Eduardo Moreno De La Paz
Westminster University
Presentation 4
Regenerative Energy on Airbus A320 Wings
Greenhouse gases are produced from automobiles, aircraft, mines, AC, fires, animals, and rotting food. These gases disrupt the global climate, destroying wildlife, the environment, and crops. The transportation sector alone contributes 29% of emissions in the U.S, with one third of that from aircraft alone. If commercial planes were electric, we could reduce the amount of transportation emissions from the U.S, a study shows an estimated 93% reduction in emissions when replacing a jet from a Cessna 460XL with an electric one. This effectively gives insight into what every plane could be like.
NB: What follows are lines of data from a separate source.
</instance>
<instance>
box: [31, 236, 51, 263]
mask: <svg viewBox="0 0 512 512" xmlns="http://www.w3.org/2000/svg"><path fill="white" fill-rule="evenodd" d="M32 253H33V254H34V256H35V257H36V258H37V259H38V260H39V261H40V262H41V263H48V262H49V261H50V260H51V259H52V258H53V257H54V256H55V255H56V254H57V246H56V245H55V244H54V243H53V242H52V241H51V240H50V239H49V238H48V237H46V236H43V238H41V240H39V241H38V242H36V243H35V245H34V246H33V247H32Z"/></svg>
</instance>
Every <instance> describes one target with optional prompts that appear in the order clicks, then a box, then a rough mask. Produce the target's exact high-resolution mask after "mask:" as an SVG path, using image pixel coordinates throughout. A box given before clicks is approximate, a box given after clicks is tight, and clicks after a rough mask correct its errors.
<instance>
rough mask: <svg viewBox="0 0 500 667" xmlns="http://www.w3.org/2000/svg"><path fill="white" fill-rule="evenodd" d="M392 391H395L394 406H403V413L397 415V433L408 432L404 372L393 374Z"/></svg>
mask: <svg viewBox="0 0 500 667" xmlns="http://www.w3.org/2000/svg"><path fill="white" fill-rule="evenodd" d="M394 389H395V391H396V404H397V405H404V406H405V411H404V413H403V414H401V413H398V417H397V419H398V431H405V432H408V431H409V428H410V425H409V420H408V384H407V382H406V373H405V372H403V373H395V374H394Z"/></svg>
The primary challenge with developing electric commercial airplanes is overcoming the battery to weight ratio required for functionality. Determined to create a way to reduce the weight to energy ratio for a commercial plane battery, I’ve designed 3 different regenerative generators for the Airbus A320 wing. The generators use induction motor, Newton’s bladeless motor, and pneumatic motor. These generators convert wind that hits the plane midflight into electricity, recharging the battery, effectively reducing the need for a large battery. To test how effective these generators would be on a plane, I tested the weight difference, drag, and electrical efficiency of the wings with electric generators compared to a scaled down version of an unchanged A320 wing. These designs demonstrate some promising results for some of the designs and the possible future for electric planes.